In November 2016, Bay Area voters approved a $3.5 billion dollar bond for BART (Bay Area Rapid Transit). In November 2017, the state increased gasoline taxes by 12 cents a gallon.  Vehicle registration fees also went up.  In June 2018, Bay Area voters approved a measure that would, over a few years, increase tolls by $3 per vehicle on the San Francisco-Oakland Bay Bridge and other state-run bridges.

The state has been trying to force local communities to construct more high-rise, high density housing even if local residents don’t want such housing.

Government in California just keeps growing and costing more.

In recent years, pension obligations for California’s public employees have been escalating rapidly.  According to Dan Walters, the dean of California’s news columnists, California now has between $300 billion and $1 trillion in unfunded public-employee pension obligations.

While the Ham and Eggs plan failed in 1938, the government of California still wants to spend more money.

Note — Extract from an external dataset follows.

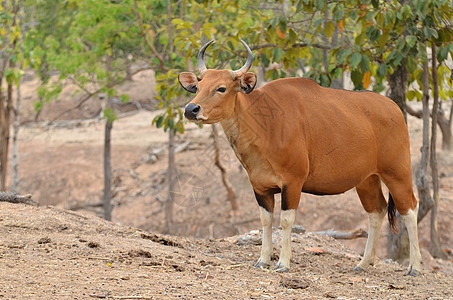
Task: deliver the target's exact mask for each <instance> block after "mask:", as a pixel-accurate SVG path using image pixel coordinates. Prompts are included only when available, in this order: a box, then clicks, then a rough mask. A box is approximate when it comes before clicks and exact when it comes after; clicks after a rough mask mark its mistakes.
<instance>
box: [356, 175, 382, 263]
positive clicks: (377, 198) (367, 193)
mask: <svg viewBox="0 0 453 300" xmlns="http://www.w3.org/2000/svg"><path fill="white" fill-rule="evenodd" d="M356 190H357V194H358V195H359V198H360V201H361V202H362V205H363V208H364V209H365V210H366V212H367V213H368V223H369V225H368V226H369V230H368V239H367V242H366V246H365V252H364V254H363V257H362V260H361V261H360V263H359V264H358V265H357V266H356V267H355V268H354V270H356V271H363V270H365V269H366V268H367V267H368V266H369V265H374V262H375V260H376V248H377V244H378V242H379V237H380V235H381V228H382V222H383V220H384V217H385V213H386V211H387V202H386V201H385V198H384V195H383V194H382V189H381V180H380V179H379V177H378V176H376V175H372V176H370V177H368V178H367V179H366V180H365V181H364V182H362V183H361V184H360V185H358V186H357V187H356Z"/></svg>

The Ham and Eggs plan has seemingly been replaced by new idea:  The government of California wants to redistribute income, offering champaign and caviar in the form of pensions for public employees.  The state also wants to mandate the building of special housing for low-income people. 

Soon, the average Californian, because of excessive taxation and regulation, may have to forget about having a decent breakfast (like ham and eggs) and eat oatmeal instead.


Richard Colman is the founder and president of Biomed Inc., a biotechnology, publishing, and informatics company.  He is a biochemist and earned masters and doctoral degrees from the University of California at Berkeley.  He lives in Orinda, California.